Enquanto o vagabundo se sentava à mesa, onde normalmente se preparavam as refeições, o outro deu instruções à cozinheira para que preparasse um prego em prato “bem abonado” e trouxesse uma bebida qualquer sem álcool. Depois sentou-se frente ao convidado, ignorando os resmungos da mulher.
 — Mas arranjas os jornais ou não? — Insistiu Fernando, apesar de estar já pronto para comer. — É que se não, tenho de ir à minha vida, procurar noutro lado.
— Sim, tenho ali muitos jornais, acalma-te. — Sossegou-o o mais novo. — Então agora andas ao papel, é?
— Tem de ser! Um gajo tem quem de ganhar a vida, não é? — Afirmou Fernando, convicto.
— É assim que ganhas a vida? Dá para comer?
— Assim, assim. — O velho encolheu os ombros. — É mais para o tabaquito e uns copos, aqui e ali. Comer, normalmente é à noite, quando vem o pessoal da ajuda de rua; uma sopita quente, uma carnita e uns iogurtes. Dá para o gasto. Dantes, andava a pedir, ou a arrumar carros, mas andava sempre com chatices, havia gajos que assaltavam ou riscavam os carros que eu devia estar a guardar e se eu chiava, ainda lerpava por cima. O lixo é mais seguro, embora não possas mostrar que tens guito, nem trazer muito papel junto, ou vem por aí algum cabrão e leva-to.
A cozinheira pousou o prato fumegante na frente do homem, que atacou o manjar com unhas e dentes, enquanto ela se deixou ficar em pé, junto dos dois.
— Ontem, como me emborrachei, — disse com a boca cheia, — esqueci-me da sopa e prontos, lerpei.
— E onde dormes? — Intrometeu-se a cozinheira.
— Por aí! — A refeição desaparecia sofregamente, mas ele não deixava de responder ao interrogatório. — Antes dormia numa casa abandonada, mas deitaram-na abaixo. Fico normalmente na antiga mercearia do Silveira, que está vazia há muitos anos.
— Porque não fazes o que eu te disse já tantas vezes? — Os olhos de António reluziam e sentiam-se os dentes cerrados com força por trás dos lábios finos.
— Nããã! — Recusou o outro. — Que vou fazer agora, da maneira que estou? Já viste o meu aspeto?
— O aspeto pode ser composto.
— Tenho vergonha, não percebes? — Com o prato vazio, o vagabundo impacientava-se. — Que vou fazer agora para casa, para uma família a que não pertenço? Velho, desdentado… derrotado! Vai buscar os meus jornais, que tenho mais o que fazer!

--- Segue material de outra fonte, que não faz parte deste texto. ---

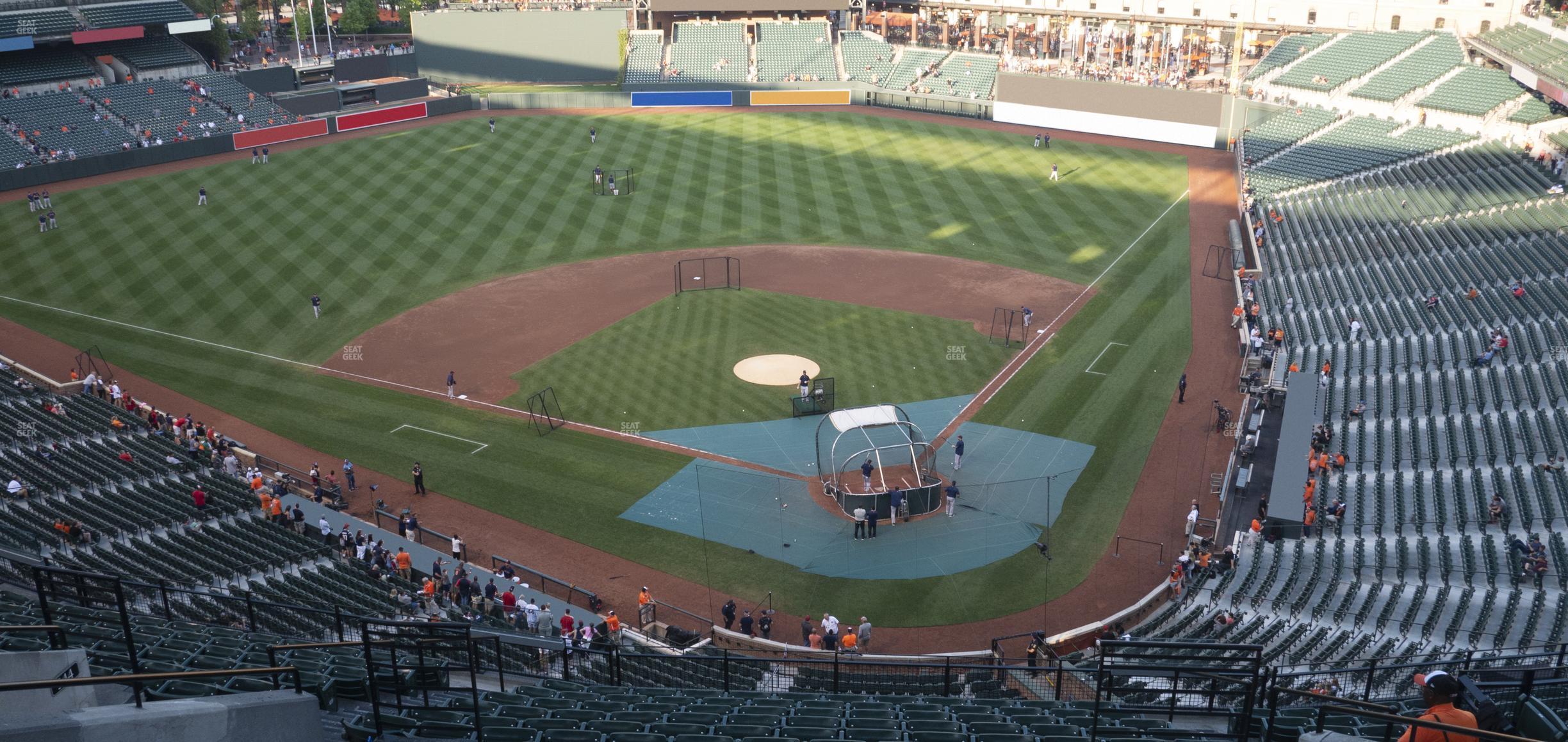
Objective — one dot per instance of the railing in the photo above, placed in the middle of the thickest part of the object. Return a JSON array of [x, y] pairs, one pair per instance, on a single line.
[[298, 481], [501, 672], [540, 581], [57, 636], [142, 678], [1391, 720]]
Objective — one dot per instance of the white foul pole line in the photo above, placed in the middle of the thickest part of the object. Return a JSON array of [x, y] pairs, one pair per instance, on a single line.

Com as lágrimas nos olhos, António afastou-se, a saber dos jornais.
— A minha vida é esta! Estavam cheios de mim no trabalho, mandaram-me embora, velho de mais para me empregar, novo demais para a reforma, que querias que fizesse? — Reafirmou Fernando, perante a expressão de desaprovação da cozinheira. — Ir para casa viver de subsídios, ou ouvir piadas de que sem o filho não sou nada? Há quatro anos que vivo nas ruas e safo-me bem! Quero lá eu saber de casas cheias de regras e mulheres mandonas! Sempre fui senhor de mim e ganhei o meu sustento! Em mim, mando eu!
— Pelo menos enquanto te derem de comer e não precisares que cuidem de ti! — Exclamou com desprezo a mulher, empurrando-lhe um saco plástico, com duas sandes, para debaixo do braço.
Sem recusar a oferta, o velho saiu da cozinha para a entrada do café, onde recebeu o embrulho com jornais amarrotados.
— Obrigado pela comida! — Atirou Fernando, afastando-se a cambalear.
A cozinheira materializou-se ao lado de António e abraçou-o com carinho, ao ver as grossas lágrimas que lhe corriam pelo rosto. Ele, estático, com a visão do sem-abrigo a afastar-se, moveu os lábios, num sussurro: “Até à próxima, pai.”